Nie pytam Jarka Marszałła ile ma lat – wiem natomiast, że jego pozamałżeńska miłość (taka na boku), kanciasty blaszak – jotka „ALF” zbliża się
do pięćdziesiątki. Dziś w ramach historycznych repetycji zamieszczam jarkową deklarację miłości. Jotek było wiele, powstawały przeważne gdzieś
w zaroślach, czasami za stodołami, bywało, że w przyfabrycznych warsztatach remontowych ale też i w prawdziwych stoczniach. Budowali je
zapaleńcy, których zapał czasami podpierał, ale czasami też studził Polski Rejestr Statków. To była przeważnie ta osławiona peerelowska „budowa
systemem gospodarczym”
No cóż – piękne te jachty to nie były, ale to dopiero „nowe czasy” zaczęły od polskich konstrukcji wymagać urody.

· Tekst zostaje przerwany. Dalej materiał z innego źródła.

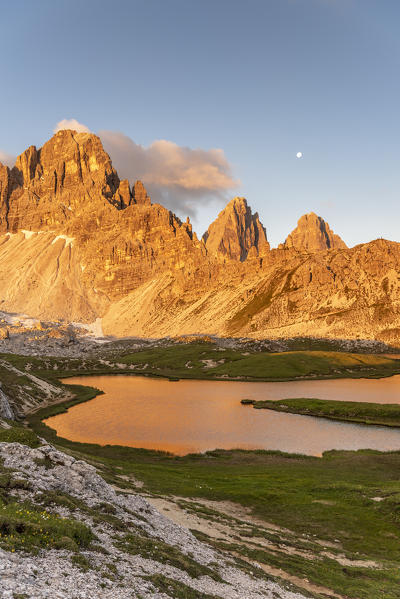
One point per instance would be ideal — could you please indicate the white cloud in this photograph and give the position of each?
(176, 176)
(7, 159)
(71, 124)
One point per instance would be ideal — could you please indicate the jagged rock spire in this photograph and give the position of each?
(236, 231)
(313, 234)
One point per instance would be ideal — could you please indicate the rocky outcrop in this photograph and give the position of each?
(313, 234)
(236, 232)
(48, 473)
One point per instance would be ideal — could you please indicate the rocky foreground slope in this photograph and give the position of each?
(77, 244)
(114, 545)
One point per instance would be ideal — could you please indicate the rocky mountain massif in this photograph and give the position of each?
(77, 244)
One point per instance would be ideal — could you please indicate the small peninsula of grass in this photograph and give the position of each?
(349, 411)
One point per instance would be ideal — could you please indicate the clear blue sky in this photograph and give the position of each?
(261, 79)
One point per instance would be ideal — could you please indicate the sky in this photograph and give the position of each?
(207, 100)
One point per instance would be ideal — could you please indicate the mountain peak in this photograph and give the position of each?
(236, 231)
(313, 234)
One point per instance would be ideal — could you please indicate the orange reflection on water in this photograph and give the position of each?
(195, 416)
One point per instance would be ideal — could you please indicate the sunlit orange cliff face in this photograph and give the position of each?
(77, 243)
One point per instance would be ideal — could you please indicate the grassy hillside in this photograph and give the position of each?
(208, 361)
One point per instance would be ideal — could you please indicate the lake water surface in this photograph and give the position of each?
(195, 416)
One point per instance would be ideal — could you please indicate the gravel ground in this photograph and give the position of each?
(51, 574)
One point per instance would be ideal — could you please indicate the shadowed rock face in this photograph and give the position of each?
(313, 234)
(236, 232)
(77, 243)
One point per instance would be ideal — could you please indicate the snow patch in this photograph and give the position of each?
(68, 240)
(28, 234)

Grunt że były to jachty dzielne i
które do dziś się ową dzielnością mogą chwalić.
Nadchodzi sezon – pamiętajcie o life linach i kamizelkach w odwodzie.
Zyjcie wiecznie !
Don Jorge
PS. Materiał ten dotarł do mnie za pośrednictwem Marka Trzcińskiego i Krzysztofa Czerwionki. Dziękuję. Zachęcam do odwiedzania najstarszej polskiej
witryny żeglarskiej. Tak, tak – tej subiektywnej i szczujnej.
MÓJ PRZYJACIEL s/y „ALF” ( PZ-66)
.
„ALF” to mój stary przyjaciel. Znamy się od dawna, byliśmy blisko związani, dużo sobie zawdzięczamy, ostatnio rzadko się widujemy, ale zawsze dobrze Go wspominam.

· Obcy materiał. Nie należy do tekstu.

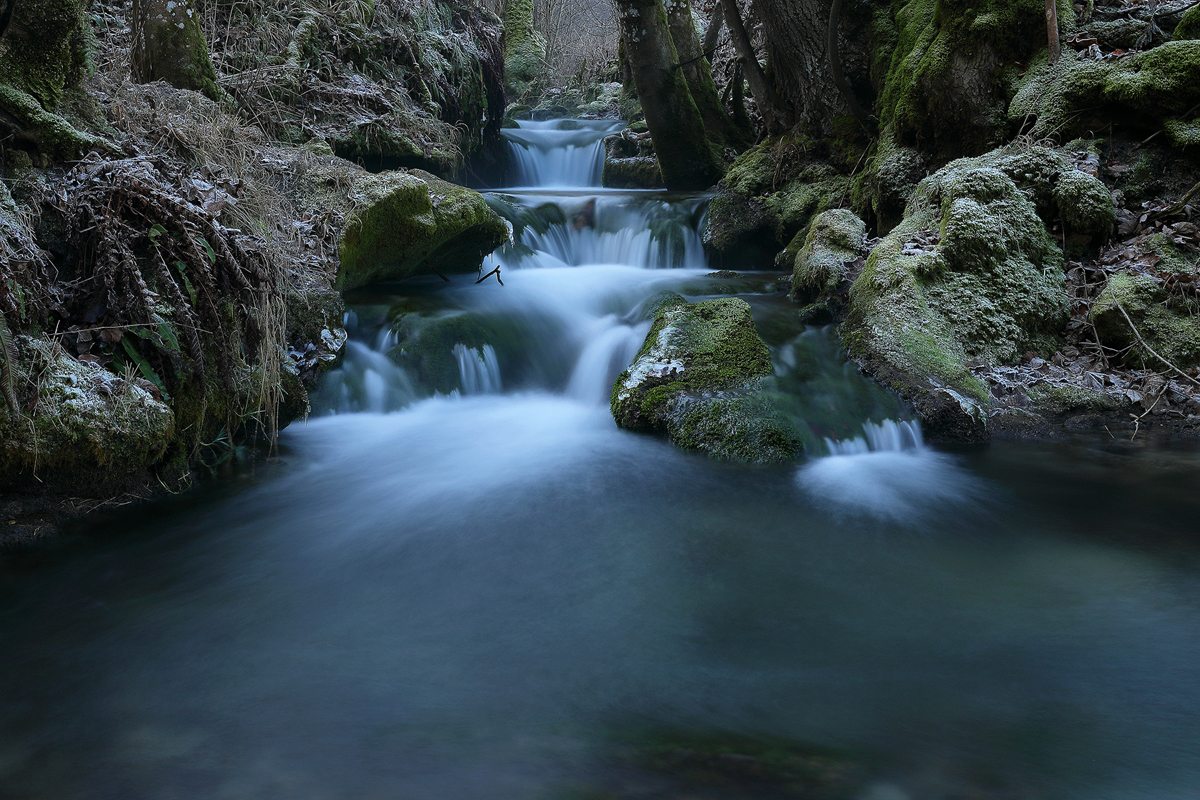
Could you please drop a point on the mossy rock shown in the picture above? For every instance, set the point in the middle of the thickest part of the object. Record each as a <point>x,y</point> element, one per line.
<point>989,292</point>
<point>636,172</point>
<point>407,223</point>
<point>700,378</point>
<point>426,347</point>
<point>79,422</point>
<point>946,86</point>
<point>1188,26</point>
<point>1140,91</point>
<point>769,194</point>
<point>1173,334</point>
<point>834,239</point>
<point>52,137</point>
<point>46,49</point>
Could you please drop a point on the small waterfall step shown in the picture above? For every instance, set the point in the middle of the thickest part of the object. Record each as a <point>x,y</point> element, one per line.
<point>558,152</point>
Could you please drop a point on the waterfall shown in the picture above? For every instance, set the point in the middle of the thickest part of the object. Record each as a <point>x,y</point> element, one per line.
<point>886,437</point>
<point>558,152</point>
<point>478,370</point>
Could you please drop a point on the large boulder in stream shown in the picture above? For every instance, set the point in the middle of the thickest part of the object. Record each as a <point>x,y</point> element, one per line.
<point>409,222</point>
<point>971,277</point>
<point>701,378</point>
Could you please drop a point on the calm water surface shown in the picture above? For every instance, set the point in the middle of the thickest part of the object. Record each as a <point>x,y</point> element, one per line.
<point>498,594</point>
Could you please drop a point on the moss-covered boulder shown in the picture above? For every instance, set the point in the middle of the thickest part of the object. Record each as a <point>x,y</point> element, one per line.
<point>834,240</point>
<point>525,48</point>
<point>1188,26</point>
<point>1159,88</point>
<point>426,347</point>
<point>769,196</point>
<point>1170,330</point>
<point>45,54</point>
<point>700,378</point>
<point>78,422</point>
<point>949,66</point>
<point>636,172</point>
<point>970,276</point>
<point>168,44</point>
<point>412,222</point>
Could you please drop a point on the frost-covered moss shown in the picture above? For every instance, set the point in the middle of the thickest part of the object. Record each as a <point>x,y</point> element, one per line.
<point>1138,91</point>
<point>991,289</point>
<point>772,192</point>
<point>79,420</point>
<point>412,222</point>
<point>1171,334</point>
<point>834,239</point>
<point>699,378</point>
<point>1188,26</point>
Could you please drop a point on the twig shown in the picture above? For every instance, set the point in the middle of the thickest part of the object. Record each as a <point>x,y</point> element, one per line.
<point>1150,349</point>
<point>496,272</point>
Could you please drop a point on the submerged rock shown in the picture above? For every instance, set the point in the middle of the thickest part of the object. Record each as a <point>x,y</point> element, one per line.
<point>412,222</point>
<point>701,378</point>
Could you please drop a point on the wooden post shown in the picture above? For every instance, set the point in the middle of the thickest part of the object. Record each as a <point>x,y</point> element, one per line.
<point>1053,30</point>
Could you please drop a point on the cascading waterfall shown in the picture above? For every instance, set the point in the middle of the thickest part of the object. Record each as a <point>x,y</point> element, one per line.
<point>492,591</point>
<point>886,437</point>
<point>478,370</point>
<point>558,152</point>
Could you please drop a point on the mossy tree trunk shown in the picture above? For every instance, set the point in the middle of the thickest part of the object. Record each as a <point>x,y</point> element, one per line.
<point>525,49</point>
<point>797,37</point>
<point>718,125</point>
<point>169,46</point>
<point>45,53</point>
<point>685,155</point>
<point>46,49</point>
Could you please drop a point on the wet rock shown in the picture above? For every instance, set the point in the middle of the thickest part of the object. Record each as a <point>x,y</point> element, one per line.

Kiedy przyjechałem na Wybrzeże w lecie 1982 r. do pracy na budowie Elektrowni Jądrowej Żarnowiec, byłem już doświadczonym kapitanem, instruktorem i działaczem w Komisji Szkolenia Warszawskiego Okręgowego Związku Żeglarskiego i w Zespole Pilota Chorągwi Stołecznej ZHP. „ ALFA” znałem z widzenia, wiedziałem, że to flagowy jacht gdańskich harcerzy, czytałem o jego rejsach do Murmańska, dookoła Afryki i na Horn, interesował mnie tym bardziej, że znałem ten typ, bo pływałem na ODKRYWCY i TROPICIELU z CWM.

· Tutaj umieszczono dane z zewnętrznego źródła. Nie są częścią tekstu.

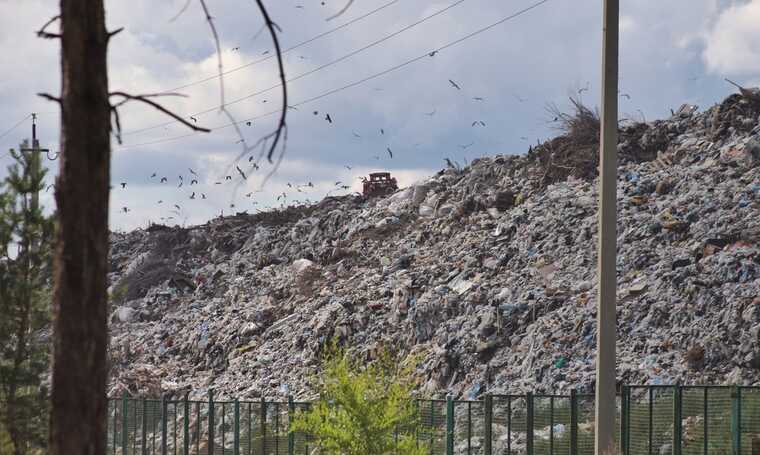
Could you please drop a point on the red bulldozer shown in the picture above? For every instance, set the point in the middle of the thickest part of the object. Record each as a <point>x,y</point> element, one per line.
<point>379,184</point>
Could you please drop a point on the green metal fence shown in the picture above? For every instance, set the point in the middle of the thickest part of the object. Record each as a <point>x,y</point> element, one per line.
<point>651,420</point>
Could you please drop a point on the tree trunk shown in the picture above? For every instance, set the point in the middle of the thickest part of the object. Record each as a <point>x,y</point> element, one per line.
<point>79,403</point>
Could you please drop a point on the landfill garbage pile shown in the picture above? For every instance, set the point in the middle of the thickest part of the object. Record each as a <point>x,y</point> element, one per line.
<point>488,272</point>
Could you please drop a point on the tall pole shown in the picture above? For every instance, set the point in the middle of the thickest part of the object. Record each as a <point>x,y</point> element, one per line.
<point>607,239</point>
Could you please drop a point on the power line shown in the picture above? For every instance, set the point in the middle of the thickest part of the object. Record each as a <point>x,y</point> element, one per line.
<point>355,83</point>
<point>307,73</point>
<point>285,51</point>
<point>6,132</point>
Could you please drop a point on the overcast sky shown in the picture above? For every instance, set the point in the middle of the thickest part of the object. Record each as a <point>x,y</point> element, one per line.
<point>671,52</point>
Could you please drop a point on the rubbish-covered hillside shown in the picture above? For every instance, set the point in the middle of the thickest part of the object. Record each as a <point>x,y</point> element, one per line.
<point>488,271</point>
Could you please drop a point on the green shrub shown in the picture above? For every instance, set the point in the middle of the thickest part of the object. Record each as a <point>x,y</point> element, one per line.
<point>362,409</point>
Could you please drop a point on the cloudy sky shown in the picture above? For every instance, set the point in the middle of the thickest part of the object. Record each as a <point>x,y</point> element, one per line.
<point>672,52</point>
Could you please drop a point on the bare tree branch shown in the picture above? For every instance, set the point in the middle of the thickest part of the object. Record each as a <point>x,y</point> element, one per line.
<point>43,34</point>
<point>149,95</point>
<point>184,8</point>
<point>281,125</point>
<point>49,97</point>
<point>117,121</point>
<point>277,134</point>
<point>115,32</point>
<point>343,10</point>
<point>148,101</point>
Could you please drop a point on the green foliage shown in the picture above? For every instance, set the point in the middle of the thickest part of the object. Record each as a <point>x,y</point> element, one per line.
<point>25,246</point>
<point>362,409</point>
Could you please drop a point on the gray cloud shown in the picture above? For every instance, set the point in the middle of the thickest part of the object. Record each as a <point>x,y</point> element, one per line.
<point>671,52</point>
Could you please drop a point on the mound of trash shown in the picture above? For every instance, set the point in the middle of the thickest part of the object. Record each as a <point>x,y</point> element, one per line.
<point>488,272</point>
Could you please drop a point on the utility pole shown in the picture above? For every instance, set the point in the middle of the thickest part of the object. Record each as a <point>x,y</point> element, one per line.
<point>607,242</point>
<point>35,161</point>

Na nowym terenie nie czułem się pewnie, bo znałem tylko kadrę CWM, przeważnie zamiejscową, a o HJK Wodnik słyszałem, że to dość hermetyczne środowisko. Jako zdyscyplinowany instruktor ZHP zgłosiłem się do Pilota Chorągwi Gdańskiej, dh Marka Trzcińskiego, który zaproponował mi przydział służbowy do Hufca Puck i objęcie funkcji opiekuna ALFA. W Hufcu przyjęto mnie dobrze, w HOM, do którego należał ALF, z rezerwą. Jacht stał na lądzie, chyba wcale w tym sezonie nie pływał, osprzęt był stłoczony w ciasnym i ciemnym boksie, nikt się nie kwapił, żeby mi coś pokazać. Zaczęliśmy we dwoje z moją żoną Kasią.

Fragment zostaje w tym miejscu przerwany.